Zakia Soleiman is a passionate and respected young advocate for women’s rights. She graduated from the American University of Afghanistan (AUAF) in December 2010. And since 2005 she has held a variety of senior management positions in a variety of organization both international and domestic.
Soleiman continues to be recognized in Afghanistan as one of the leading advocates for women and youth. Her work has been recognized by a number of International donor agencies and Embassies in the country and through her presentation of papers at a number of international and national symposiums, workshops and events. Her work in this all important sector of Afghanistan’s development is on going and is implemented by her engagements in a variety of small and large organizations in throughout the country. Her expertise is in high demand and her efforts are impacting on the development of women’s issues, Gender equality and youth empowerment.
There have been many improvements in the lives of Afghan women in the past decade including having the EVAW (Elimination of Violence against Women) law in place, which is expected to be used to prosecute violence against women, to which other existing laws have not been responsive. Having out of 249 Member of Parliaments (MPs) 68 women MPs is a higher percentage of female participation in parliament than other countries. While the United Nations Security Council Resolution 1325 National Action Plans is currently under the process of development by the Ministry of Affairs of Afghanistan.

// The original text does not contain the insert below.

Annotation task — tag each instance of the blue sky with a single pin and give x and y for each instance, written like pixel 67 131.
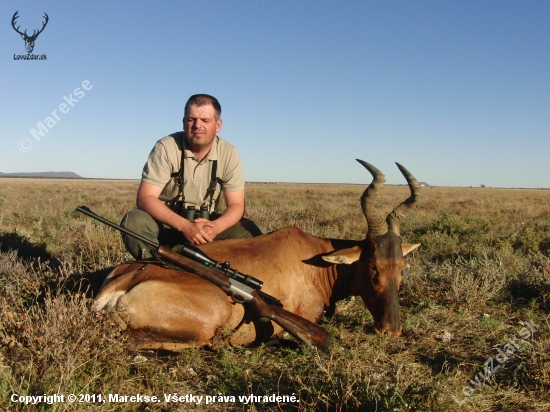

In addition, there have been many changes in women’s lives in terms of education and women’s participation in other areas such as health, social and political organizations. However, to retain them it is important to respect and continue enforcing Afghanistan’s constitution and promoting the rule of law in the country.
Not respecting and complying with the laws and weak responses from the judicial system to victims, in particular women and girls are increasingly issues currently in Afghanistan. Both rural and urban areas suffer from a lack of security and poverty. The reduction of development projects started limiting job opportunities for women. The economy of the country yet remains pretty much donor dependent.
Having men working for women’s rights is the way for real change in Afghanistan, men also talking about women’s rights is very important considering the context of Afghanistan. Educating women on their Islamic rights is equally important. Being a religious society, if women in Afghanistan talk in reference to their rights under sharia law, most women would accept it based on the strong belief they have and thus their respect for the Islamic rights of women given under sharia law.
Confidence building of women through capacity building initiatives is important for the development of women’s participation in the future initiatives of Afghanistan. The capacity building should be carried out based on need and they should not be imposed initiatives. Real economic development of women is really essential if we want to see women’s presence in all affairs of the country.
My aim for Afghan women is to see them equally participating in all affairs of the country, not as symbols, but rather playing a real role for change. I hope their real participation will impact the cultural norms and change the minds of men and their perspective on women and women’s right.